Replace a character at a specific index in a string?

java string replace indexing character

1,031,947

Solution 1

String are immutable in Java. You can't change them.

You need to create a new string with the character replaced.

String myName = "domanokz";
String newName = myName.substring(0,4)+'x'+myName.substring(5);

Or you can use a StringBuilder:

StringBuilder myName = new StringBuilder("domanokz");
myName.setCharAt(4, 'x');

System.out.println(myName);

Solution 2

Turn the String into a char[], replace the letter by index, then convert the array back into a String.

String myName = "domanokz";
char[] myNameChars = myName.toCharArray();
myNameChars[4] = 'x';
myName = String.valueOf(myNameChars);

Solution 3

String is an immutable class in java. Any method which seems to modify it always returns a new string object with modification.

If you want to manipulate a string, consider StringBuilder or StringBuffer in case you require thread safety.

Solution 4

I agree with Petar Ivanov but it is best if we implement in following way:

public String replace(String str, int index, char replace){     
    if(str==null){
        return str;
    }else if(index<0 || index>=str.length()){
        return str;
    }
    char[] chars = str.toCharArray();
    chars[index] = replace;
    return String.valueOf(chars);       
}

Solution 5

As previously answered here, String instances are immutable. StringBuffer and StringBuilder are mutable and suitable for such a purpose whether you need to be thread safe or not.

There is however a way to modify a String but I would never recommend it because it is unsafe, unreliable and it can can be considered as cheating : you can use reflection to modify the inner char array the String object contains. Reflection allows you to access fields and methods that are normally hidden in the current scope (private methods or fields from another class...).

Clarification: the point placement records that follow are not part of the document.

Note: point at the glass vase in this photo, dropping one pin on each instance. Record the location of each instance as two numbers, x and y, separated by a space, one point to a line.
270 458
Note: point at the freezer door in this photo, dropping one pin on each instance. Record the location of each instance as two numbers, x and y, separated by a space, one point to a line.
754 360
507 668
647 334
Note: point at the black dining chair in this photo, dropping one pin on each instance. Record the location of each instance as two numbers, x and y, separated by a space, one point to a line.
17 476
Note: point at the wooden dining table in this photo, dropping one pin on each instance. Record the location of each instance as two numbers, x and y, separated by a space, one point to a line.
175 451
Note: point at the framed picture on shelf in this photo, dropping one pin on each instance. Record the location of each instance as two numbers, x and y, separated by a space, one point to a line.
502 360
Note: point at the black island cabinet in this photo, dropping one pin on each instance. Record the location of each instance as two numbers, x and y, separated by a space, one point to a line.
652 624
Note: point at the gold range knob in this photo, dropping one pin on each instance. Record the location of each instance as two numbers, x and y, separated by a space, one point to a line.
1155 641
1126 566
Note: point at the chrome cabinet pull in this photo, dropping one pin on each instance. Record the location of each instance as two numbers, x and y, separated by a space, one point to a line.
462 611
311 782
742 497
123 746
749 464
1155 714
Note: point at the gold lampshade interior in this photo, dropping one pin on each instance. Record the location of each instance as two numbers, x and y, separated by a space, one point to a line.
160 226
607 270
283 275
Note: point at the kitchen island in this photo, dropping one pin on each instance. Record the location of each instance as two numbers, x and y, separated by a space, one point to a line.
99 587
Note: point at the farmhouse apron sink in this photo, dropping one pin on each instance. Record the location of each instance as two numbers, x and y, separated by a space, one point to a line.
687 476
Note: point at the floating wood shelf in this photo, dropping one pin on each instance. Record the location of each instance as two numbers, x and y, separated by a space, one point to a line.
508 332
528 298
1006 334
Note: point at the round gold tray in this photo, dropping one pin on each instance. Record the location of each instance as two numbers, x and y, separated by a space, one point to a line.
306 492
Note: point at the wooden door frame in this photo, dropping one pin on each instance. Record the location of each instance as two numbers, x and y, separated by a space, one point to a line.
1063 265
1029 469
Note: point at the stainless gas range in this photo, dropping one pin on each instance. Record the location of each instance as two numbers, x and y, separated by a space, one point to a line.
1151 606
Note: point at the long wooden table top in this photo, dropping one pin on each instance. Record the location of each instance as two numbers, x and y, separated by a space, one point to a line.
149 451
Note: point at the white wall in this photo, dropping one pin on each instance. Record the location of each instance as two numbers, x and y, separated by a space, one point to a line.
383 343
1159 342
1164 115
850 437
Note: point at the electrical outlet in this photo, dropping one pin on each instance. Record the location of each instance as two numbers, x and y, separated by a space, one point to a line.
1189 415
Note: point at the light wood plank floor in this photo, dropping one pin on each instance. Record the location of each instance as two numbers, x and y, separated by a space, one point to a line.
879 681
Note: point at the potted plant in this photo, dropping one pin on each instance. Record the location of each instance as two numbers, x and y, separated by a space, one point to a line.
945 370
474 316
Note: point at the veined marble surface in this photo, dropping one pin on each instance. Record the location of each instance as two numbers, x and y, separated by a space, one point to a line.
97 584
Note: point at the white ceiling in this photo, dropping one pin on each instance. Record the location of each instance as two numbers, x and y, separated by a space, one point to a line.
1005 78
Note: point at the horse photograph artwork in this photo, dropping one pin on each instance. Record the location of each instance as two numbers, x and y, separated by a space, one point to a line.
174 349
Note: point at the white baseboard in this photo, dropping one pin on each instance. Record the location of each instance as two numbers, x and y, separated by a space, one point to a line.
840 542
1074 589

public static void main(String[] args) {
    String text = "This is a test";
    try {
        //String.value is the array of char (char[])
        //that contains the text of the String
        Field valueField = String.class.getDeclaredField("value");
        //String.value is a private variable so it must be set as accessible 
        //to read and/or to modify its value
        valueField.setAccessible(true);
        //now we get the array the String instance is actually using
        char[] value = (char[])valueField.get(text);
        //The 13rd character is the "s" of the word "Test"
        value[12]='x';
        //We display the string which should be "This is a text"
        System.out.println(text);
    } catch (NoSuchFieldException | SecurityException e) {
        e.printStackTrace();
    } catch (IllegalArgumentException e) {
        e.printStackTrace();
    } catch (IllegalAccessException e) {
        e.printStackTrace();
    }
}

View more solutions

1,031,947

Author by

kazinix

Updated on July 18, 2022

Comments

kazinix almost 2 years
I'm trying to replace a character at a specific index in a string.

What I'm doing is:
```
String myName = "domanokz";
myName.charAt(4) = 'x';
```
This gives an error. Is there any method to do this?
kazinix over 12 years

Ah, you mean like the replace method which will not modify the string but will just return a new string?
kazinix over 12 years

That's kinda complicated Mr.Petar. Is that the best way you to do it? Ah, I heard of StringBuilder before, does that make any difference? Will it give me an easier method?
kazinix almost 12 years

and what makes your solution better?
Diabolus Infernalis over 11 years

although i strongly detest this method of being allowed "editability" of other's work on this StackOverFlow site. thoroughly unfair :/
kazinix over 11 years

Syntax error. And even if corrected, say I want to replace the first 'o' with 'x', the second 'o' will be replaced too.
Shripad Bhat over 8 years

This will replace all character which is same as charAt 4.
C.Champagne over 8 years

I haven't downvoted your answer but I must admit I have a problem with the term "overwrite" (though I think we agree on the concept behind). The object itself remains unchanged. You just make your variable reference another object. By the way it you be interesting to mention that you create at least four String instances in your example.
Dawood ibn Kareem over 7 years

Problem: myName.replace(myName.charAt(5),'x') will give you dxmanxkz, which is probably not what's required.
Dale about 7 years

Love this solution. I ended up changing the 3rd line to be myNameChars[index] = character.toCharArray()[0]; for simplification. Nice solution.
user924 over 5 years

it looks much better than the other uglier one myName.substring(0,4)+'x'+myName.substring(5);
Ariel over 3 years

Keep in mind this copies the String twice. It's probably faster to use the String concatenation version instead.
Dominicentek Gaming almost 3 years

it handles unexpected values. Like null strings and out of bounds indexes.
konsumer almost 3 years

It will give you "dxmanokz" as replace only replaces first occurrence, unless it's a regex. Still incorrect for the same reason, though.